The reduced sales tax revenue is also expected to offset a predicted 5% property value increase in fiscal year 2021, Brower said, but the county is preparing a tentative fiscal year 2021 budget with no property tax increase.

"Even with the reduced revenue, we're going to figure it out," he said. 

The real financial impact to the county is in the county's General Fund, Brower said. 

State sales tax revenues in Florida were down 50% in April and are expected to have been down about 50% in May and June, according to state officials, Brower said. The revenues are calculated and passed along to counties about two months after they're received.  

Brower said the county's Financial Services staff had planned for significant reductions. 

"We've been talking about that all along" he said. "We knew that they were going to make reductions — whatever impacts they had they were going to pass along to us, to the county — what we didn't know was the amount."

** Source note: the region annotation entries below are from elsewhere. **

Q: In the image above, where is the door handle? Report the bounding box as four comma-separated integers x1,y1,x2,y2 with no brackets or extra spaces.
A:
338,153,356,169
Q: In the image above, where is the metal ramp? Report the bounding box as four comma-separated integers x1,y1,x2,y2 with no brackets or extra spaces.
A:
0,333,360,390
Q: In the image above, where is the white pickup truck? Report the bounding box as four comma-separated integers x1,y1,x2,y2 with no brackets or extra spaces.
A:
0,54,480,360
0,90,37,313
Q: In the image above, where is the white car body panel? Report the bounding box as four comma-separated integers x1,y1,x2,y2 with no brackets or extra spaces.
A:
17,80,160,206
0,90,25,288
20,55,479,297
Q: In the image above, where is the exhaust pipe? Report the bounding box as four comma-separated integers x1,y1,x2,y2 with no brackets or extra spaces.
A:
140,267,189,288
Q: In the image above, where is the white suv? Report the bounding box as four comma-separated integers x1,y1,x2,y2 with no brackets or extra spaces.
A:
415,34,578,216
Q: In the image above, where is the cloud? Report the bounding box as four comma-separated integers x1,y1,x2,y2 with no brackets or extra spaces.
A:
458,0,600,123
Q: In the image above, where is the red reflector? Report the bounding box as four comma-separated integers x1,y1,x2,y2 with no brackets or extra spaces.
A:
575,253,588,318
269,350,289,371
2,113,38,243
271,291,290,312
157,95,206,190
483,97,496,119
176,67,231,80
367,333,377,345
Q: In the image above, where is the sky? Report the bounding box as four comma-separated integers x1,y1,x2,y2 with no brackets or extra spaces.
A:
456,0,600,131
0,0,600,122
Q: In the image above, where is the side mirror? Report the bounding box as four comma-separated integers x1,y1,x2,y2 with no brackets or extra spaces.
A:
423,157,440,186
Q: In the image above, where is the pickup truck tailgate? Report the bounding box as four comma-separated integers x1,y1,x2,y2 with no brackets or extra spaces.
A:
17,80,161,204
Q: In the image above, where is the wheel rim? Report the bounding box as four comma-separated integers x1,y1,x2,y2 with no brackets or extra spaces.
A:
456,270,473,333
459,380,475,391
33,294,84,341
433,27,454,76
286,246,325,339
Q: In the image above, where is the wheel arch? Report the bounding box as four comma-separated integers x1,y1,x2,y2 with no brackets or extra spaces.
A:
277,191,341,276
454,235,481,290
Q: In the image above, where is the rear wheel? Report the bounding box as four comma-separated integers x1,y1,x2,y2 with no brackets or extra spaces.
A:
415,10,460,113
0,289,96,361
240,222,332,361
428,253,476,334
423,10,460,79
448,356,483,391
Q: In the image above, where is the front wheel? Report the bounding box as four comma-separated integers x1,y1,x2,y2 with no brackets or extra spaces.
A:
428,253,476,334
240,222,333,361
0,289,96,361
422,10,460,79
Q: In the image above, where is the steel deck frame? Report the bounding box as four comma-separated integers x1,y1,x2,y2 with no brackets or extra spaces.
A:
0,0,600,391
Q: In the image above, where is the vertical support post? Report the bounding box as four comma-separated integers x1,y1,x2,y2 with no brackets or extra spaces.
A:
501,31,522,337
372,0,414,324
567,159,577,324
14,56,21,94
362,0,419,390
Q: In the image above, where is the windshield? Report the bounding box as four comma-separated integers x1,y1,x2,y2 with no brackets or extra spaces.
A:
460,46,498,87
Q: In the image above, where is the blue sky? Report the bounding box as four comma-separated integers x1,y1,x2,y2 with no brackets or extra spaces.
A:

The county had expected about a 50% drop in the revenues it receives from the state's first two months of collections during the pandemic — in other words, from the money the state collected in April and May and which would be distributed to the county in June and July. It had expected a 40% reduction in the money the county receives from the state in August, "thinking that in June things would be lightening up a little bit," he said. "That remains to be seen."

The county expects that reductions in the sales tax revenue received by the county will gradually decrease until they're about 10% by December. 

"In large part, the impact to us has already been accounted for [fiscal year] 20 and going into [fiscal year] 21," Brower said. "While that's good for planning, it still hurts. It's still real money that we're not getting, and we have to make adjustments for that."

Strong collections during the first half of the year have helped mitigate the financial impact of the virus on county revenues, he said. 

"The first six months of the FY20 fiscal year was coming in higher than normal — we got 10%-12% higher than what we budgeted — so the impact is not as great as it could have been if we weren't doing so well before the COVID hit," Brower said.

County Commissioner Donald O'Brien said that the Florida Association of Counties has suggested that counties may be able to use CARES Act (the Coronavirus Aid, Relief, and Economic Security Act) money to offset revenue declines, not just to tackle increased expenses. 

"That would go a long way towards chipping away at this deficit we're projecting," O'Brien said. 

Brower said he's planning as if the county isn't going to receive that money, and O'Brien said he believed that was prudent.